Louise Aston, wellbeing director at Business in the Community, said the findings were a reminder that employers needed to support their workers’ mental health. “This evidence of extra unpaid hours is unacceptable and employers cannot continue to rely on staff beyond working hours and hope for the best.
“Employers need to pay attention to the TUC’s research and understand why workers need to shut down at the end of the day,” Aston added. “Employees are people, not machines. A business can’t run if their employees are too burned out to work.”
The TUC’s research found chief executives and senior officials worked the most unpaid overtime in 2020 – which Chung attributed to misplaced work cultures that saw long hours as giving a competitive advantage – followed by health and social services managers and directors.
A quarter (24.5 per cent) of teachers and educational professionals also worked unpaid overtime this year at an average rate of 10.7 hours per week, which, unlike in the corporate world, Chung said was an indication of understaffing in schools. “And if the job is so complex it needs a quarter of the profession to do unpaid overtime, there’s something not right,” she said.

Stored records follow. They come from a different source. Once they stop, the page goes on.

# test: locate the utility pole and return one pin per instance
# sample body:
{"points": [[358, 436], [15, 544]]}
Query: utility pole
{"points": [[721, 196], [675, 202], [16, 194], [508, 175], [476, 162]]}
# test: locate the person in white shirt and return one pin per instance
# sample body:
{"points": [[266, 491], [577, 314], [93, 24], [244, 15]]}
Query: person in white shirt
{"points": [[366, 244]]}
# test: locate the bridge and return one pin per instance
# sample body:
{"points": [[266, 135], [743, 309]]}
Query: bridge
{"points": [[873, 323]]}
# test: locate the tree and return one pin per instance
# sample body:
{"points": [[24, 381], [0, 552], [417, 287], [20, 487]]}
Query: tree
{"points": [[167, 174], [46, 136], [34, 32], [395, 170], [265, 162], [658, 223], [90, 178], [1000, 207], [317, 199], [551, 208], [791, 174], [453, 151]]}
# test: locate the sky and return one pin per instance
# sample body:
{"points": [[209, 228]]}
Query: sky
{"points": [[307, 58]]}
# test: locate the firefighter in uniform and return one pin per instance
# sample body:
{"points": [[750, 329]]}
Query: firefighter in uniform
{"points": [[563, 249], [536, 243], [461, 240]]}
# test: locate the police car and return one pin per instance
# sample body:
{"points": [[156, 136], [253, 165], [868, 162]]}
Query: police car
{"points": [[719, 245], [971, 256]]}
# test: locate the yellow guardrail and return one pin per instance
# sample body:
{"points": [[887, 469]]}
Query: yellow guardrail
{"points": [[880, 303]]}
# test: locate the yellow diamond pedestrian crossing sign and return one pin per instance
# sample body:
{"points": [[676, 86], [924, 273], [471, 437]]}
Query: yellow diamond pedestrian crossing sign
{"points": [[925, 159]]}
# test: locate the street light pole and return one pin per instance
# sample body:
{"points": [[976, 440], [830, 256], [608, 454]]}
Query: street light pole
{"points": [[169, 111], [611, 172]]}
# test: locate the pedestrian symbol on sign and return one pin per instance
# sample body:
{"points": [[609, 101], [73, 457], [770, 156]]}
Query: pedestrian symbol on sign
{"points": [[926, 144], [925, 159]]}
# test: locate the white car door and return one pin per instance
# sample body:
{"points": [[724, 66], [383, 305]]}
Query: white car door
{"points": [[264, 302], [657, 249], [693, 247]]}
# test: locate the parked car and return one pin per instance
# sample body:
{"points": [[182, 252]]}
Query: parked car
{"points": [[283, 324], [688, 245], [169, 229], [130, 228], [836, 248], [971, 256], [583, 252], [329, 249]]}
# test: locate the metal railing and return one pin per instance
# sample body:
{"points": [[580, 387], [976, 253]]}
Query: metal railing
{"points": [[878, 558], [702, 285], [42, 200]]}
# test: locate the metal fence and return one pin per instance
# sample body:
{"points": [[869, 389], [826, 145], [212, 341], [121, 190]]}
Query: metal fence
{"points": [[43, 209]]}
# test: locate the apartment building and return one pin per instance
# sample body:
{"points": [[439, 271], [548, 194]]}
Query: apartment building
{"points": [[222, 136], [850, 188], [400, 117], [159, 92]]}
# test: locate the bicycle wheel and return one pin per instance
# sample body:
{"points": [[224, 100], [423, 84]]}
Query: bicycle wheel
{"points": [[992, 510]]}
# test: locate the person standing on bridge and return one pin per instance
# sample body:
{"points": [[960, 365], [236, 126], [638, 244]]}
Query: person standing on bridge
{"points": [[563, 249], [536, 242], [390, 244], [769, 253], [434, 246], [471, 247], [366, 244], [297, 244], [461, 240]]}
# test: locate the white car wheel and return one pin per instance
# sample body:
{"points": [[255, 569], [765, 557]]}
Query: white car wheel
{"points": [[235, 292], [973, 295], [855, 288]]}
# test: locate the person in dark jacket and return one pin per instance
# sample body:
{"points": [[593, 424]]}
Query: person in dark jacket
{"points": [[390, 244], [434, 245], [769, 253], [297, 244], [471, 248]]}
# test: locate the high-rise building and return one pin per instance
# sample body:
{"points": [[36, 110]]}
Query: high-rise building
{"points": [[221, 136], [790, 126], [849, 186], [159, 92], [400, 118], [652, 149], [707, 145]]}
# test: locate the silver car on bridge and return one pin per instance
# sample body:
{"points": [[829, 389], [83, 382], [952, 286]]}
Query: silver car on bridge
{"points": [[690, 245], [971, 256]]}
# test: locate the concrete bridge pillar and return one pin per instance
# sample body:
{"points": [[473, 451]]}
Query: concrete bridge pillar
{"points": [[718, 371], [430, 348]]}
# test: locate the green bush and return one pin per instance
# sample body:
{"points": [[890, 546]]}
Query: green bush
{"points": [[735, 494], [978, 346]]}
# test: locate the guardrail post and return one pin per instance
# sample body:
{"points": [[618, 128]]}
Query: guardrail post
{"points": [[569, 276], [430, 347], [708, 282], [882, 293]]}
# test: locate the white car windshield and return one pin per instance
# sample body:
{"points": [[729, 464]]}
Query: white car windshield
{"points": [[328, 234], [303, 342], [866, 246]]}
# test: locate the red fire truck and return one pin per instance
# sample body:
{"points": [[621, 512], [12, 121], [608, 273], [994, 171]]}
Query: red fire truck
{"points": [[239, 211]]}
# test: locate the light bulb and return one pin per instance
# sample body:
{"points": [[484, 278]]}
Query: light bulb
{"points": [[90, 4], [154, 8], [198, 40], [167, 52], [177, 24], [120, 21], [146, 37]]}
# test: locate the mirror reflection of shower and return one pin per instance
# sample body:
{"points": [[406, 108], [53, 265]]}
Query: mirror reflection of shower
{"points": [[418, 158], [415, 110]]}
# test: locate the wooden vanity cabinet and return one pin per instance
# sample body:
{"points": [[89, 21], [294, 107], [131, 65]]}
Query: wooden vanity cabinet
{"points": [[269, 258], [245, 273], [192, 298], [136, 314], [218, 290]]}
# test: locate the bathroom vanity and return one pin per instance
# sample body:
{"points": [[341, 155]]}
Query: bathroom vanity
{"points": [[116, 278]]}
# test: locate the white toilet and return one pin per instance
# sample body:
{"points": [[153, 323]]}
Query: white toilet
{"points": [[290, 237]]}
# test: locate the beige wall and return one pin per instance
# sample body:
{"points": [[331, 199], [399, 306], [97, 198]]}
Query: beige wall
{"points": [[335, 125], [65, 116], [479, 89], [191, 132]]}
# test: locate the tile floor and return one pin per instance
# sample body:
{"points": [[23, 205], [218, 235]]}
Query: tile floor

Rachel Suff, senior policy adviser on employment relations at the CIPD, said employers should be encouraging healthy working practices and training managers to better manage workloads. “Workloads are consistently the biggest cause of stress at work and a key reason why millions of people are feeling the need to work unpaid overtime,” she said.
“This is especially important for those working exclusively at home during the pandemic where the boundaries between work and home lives can be even more blurred.”
Will Stronge, director of Autonomy, urged the government to increase minimum wage to reflect the number of unpaid hours. He said key workers, and women in particular, have had very little respite from the constant burdens of work during the past year and unsustainably low pay is rife.
“While some elements of the economy have done very well out of the pandemic – the Amazons, the supermarkets and the food delivery sector – those workers who are keeping our society and economy running remain the worst affected,” he said. “It is only right that this changes, that the minimum wage is raised and that the government gets its priorities right."
O’Grady also called on the government to end the pay freeze faced by many key workers, and increase the public sector workforce to reduce burnout among workers. “We should thank the key workers who put in extra hours without any extra pay. At the budget, the chancellor should cancel the pay freeze and give every key worker a decent pay rise. It is what they have earned,” she said.